In [1]:
import numpy as np
import pandas as pd
import torch
from transformers import AutoTokenizer, AutoModelForMaskedLM

DEVICE = torch.device("cuda" if torch.cuda.is_available() else "cpu")
MODEL_NAME = "google-bert/bert-base-uncased"

tokenizer = AutoTokenizer.from_pretrained(MODEL_NAME)
model = AutoModelForMaskedLM.from_pretrained(MODEL_NAME).to(DEVICE)
model.eval()

  from .autonotebook import tqdm as notebook_tqdm


In [None]:
def _format_examples(examples, template="{words}."):
    """Format list of 4-word groups; template gets {words} = comma-separated words."""
    parts = []
    for group in examples:
        words = ", ".join(w.strip().lower() for w in group)
        parts.append(template.format(words=words))
    return " ".join(parts)


def _get_mask_logits(tokenizer, model, device, text_with_mask):
    """Return logits for the [MASK] position (shape [vocab_size])."""
    inputs = tokenizer(text_with_mask, return_tensors="pt", truncation=True, max_length=512).to(device)
    mask_pos = (inputs.input_ids == tokenizer.mask_token_id).nonzero(as_tuple=True)[1]
    if mask_pos.numel() == 0:
        return None, None
    with torch.no_grad():
        logits = model(**inputs).logits
    return logits[0, mask_pos[0]].cpu(), tokenizer


def few_shot_query(examples, query_triple, candidates=None, top_k=5, example_template="{words}.", query_suffix=", [MASK].", prompt_prefix=""):
    """
    Query the model with few-shot examples.

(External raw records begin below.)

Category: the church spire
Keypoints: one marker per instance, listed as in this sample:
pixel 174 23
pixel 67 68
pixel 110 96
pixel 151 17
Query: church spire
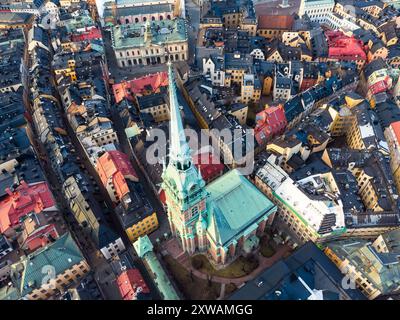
pixel 179 151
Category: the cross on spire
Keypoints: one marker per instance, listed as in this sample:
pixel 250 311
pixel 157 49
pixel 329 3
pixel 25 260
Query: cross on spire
pixel 179 151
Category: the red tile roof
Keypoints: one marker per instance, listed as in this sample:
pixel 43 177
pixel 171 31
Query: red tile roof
pixel 139 86
pixel 275 22
pixel 25 199
pixel 269 123
pixel 131 283
pixel 115 167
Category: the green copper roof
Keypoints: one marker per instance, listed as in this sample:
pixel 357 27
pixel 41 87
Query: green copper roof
pixel 236 205
pixel 144 249
pixel 164 31
pixel 142 246
pixel 60 255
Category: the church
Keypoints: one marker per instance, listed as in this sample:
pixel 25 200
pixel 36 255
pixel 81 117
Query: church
pixel 222 219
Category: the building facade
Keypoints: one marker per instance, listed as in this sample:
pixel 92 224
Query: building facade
pixel 198 216
pixel 154 42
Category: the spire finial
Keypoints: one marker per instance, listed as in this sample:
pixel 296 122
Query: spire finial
pixel 179 148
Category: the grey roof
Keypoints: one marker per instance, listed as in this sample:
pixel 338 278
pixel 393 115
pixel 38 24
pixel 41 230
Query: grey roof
pixel 282 280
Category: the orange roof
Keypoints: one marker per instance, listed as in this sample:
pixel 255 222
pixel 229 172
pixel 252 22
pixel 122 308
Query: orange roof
pixel 275 22
pixel 25 199
pixel 396 129
pixel 114 167
pixel 127 89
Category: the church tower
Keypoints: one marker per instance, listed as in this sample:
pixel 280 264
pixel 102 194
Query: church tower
pixel 182 183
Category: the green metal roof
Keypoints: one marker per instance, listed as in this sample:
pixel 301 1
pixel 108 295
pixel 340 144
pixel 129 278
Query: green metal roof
pixel 236 205
pixel 60 255
pixel 144 249
pixel 162 32
pixel 381 268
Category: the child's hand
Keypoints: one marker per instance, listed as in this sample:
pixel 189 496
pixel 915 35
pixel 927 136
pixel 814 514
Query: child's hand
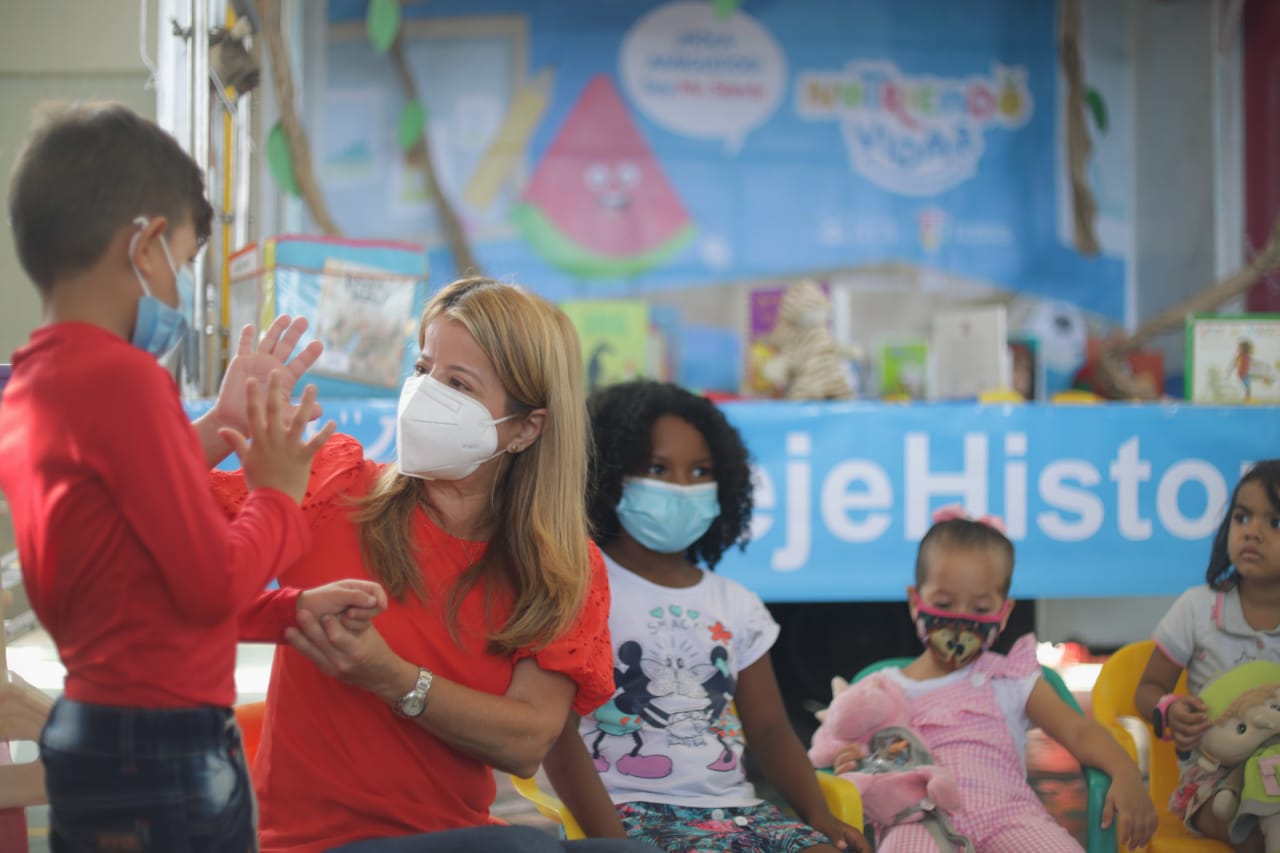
pixel 841 834
pixel 1188 720
pixel 1129 806
pixel 356 602
pixel 257 360
pixel 848 758
pixel 277 456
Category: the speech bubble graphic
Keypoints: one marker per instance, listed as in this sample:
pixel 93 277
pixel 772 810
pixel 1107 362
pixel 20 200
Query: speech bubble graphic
pixel 702 76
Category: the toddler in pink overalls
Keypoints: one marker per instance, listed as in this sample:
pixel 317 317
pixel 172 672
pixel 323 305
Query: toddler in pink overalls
pixel 973 707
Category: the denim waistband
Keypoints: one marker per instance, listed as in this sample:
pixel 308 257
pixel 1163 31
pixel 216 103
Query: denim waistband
pixel 141 731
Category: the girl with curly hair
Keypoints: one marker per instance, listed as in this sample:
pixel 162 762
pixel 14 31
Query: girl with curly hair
pixel 671 492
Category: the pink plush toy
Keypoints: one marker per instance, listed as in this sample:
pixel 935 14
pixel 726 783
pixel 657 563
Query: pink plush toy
pixel 897 778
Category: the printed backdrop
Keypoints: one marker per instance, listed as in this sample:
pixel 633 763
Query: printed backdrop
pixel 1100 501
pixel 599 147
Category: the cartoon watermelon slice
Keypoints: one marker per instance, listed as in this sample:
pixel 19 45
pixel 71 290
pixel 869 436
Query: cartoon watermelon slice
pixel 598 205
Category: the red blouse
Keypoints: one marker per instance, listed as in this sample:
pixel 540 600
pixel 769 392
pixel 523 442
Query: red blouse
pixel 336 765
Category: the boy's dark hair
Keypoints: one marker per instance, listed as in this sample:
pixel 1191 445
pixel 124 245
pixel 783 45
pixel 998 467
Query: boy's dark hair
pixel 622 418
pixel 88 169
pixel 967 534
pixel 1221 574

Returns top predicted words for the fourth slot.
    """
    prefix = (prompt_prefix + " ") if prompt_prefix else ""
    prefix += _format_examples(examples, template=example_template) + " " if examples else ""
    words = ", ".join(w.strip().lower() for w in query_triple)
    query_str = prefix + words + query_suffix
    logits, tok = _get_mask_logits(tokenizer, model, DEVICE, query_str)
    if logits is None:
        return []

    if candidates is not None:
        cand_ids = []
        cand_words = []
        for w in candidates:
            ids = tok.encode(w.lower(), add_special_tokens=False)
            if ids and ids[0] != tok.unk_token_id:
                cand_ids.append(ids[0])
                cand_words.append(w)
        if not cand_ids:
            return []
        scores = logits[torch.tensor(cand_ids)]
        order = scores.argsort(descending=True)[:top_k]
        return [cand_words[i] for i in order.tolist()]

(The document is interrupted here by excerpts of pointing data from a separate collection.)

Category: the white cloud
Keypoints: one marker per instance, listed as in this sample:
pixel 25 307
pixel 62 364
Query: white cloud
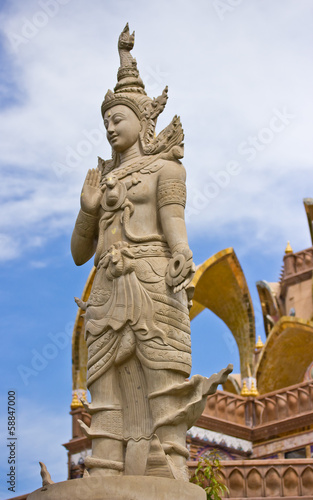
pixel 40 434
pixel 225 78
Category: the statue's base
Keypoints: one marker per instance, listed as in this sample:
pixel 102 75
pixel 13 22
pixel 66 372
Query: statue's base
pixel 120 488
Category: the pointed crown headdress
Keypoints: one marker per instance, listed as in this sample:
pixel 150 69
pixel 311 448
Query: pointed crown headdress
pixel 130 91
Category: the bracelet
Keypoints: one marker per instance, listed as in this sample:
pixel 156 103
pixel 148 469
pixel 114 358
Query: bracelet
pixel 171 191
pixel 85 224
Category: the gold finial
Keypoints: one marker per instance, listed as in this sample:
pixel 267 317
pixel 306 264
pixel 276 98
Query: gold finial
pixel 288 248
pixel 259 343
pixel 75 402
pixel 245 391
pixel 253 391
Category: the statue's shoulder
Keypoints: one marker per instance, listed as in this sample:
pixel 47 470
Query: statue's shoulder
pixel 172 170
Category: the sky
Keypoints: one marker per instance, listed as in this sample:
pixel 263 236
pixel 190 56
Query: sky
pixel 239 74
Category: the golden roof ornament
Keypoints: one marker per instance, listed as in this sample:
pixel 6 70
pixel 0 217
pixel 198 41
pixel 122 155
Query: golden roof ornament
pixel 259 343
pixel 75 402
pixel 253 390
pixel 245 391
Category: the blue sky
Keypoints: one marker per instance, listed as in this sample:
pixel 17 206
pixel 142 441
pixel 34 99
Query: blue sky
pixel 239 75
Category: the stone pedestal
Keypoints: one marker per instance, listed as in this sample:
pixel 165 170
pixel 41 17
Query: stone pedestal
pixel 120 488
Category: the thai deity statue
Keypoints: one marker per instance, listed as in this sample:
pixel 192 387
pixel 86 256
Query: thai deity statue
pixel 137 326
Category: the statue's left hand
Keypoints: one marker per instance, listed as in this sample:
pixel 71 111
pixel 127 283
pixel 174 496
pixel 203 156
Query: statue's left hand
pixel 91 193
pixel 180 270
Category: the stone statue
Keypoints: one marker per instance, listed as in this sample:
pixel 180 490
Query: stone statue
pixel 137 324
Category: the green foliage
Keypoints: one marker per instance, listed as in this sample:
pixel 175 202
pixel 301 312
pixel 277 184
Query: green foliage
pixel 208 476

    return [tok.decode([tid]).strip() for tid in logits.topk(top_k, dim=-1).indices.tolist()]

In [None]:
def _build_prompt_prefix(preset):
    """Build the conversation-start prefix, substituting [word bank dict] with the preset word bank."""
    start = preset.get("conversation_start", "")
    if not start:
        return ""
    word_bank = preset.get("word_bank", [])
    word_bank_str = ", ".join(str(w) for w in word_bank) if word_bank else ""
    return start.replace("[word bank dict]", word_bank_str).replace("[word bank]", word_bank_str)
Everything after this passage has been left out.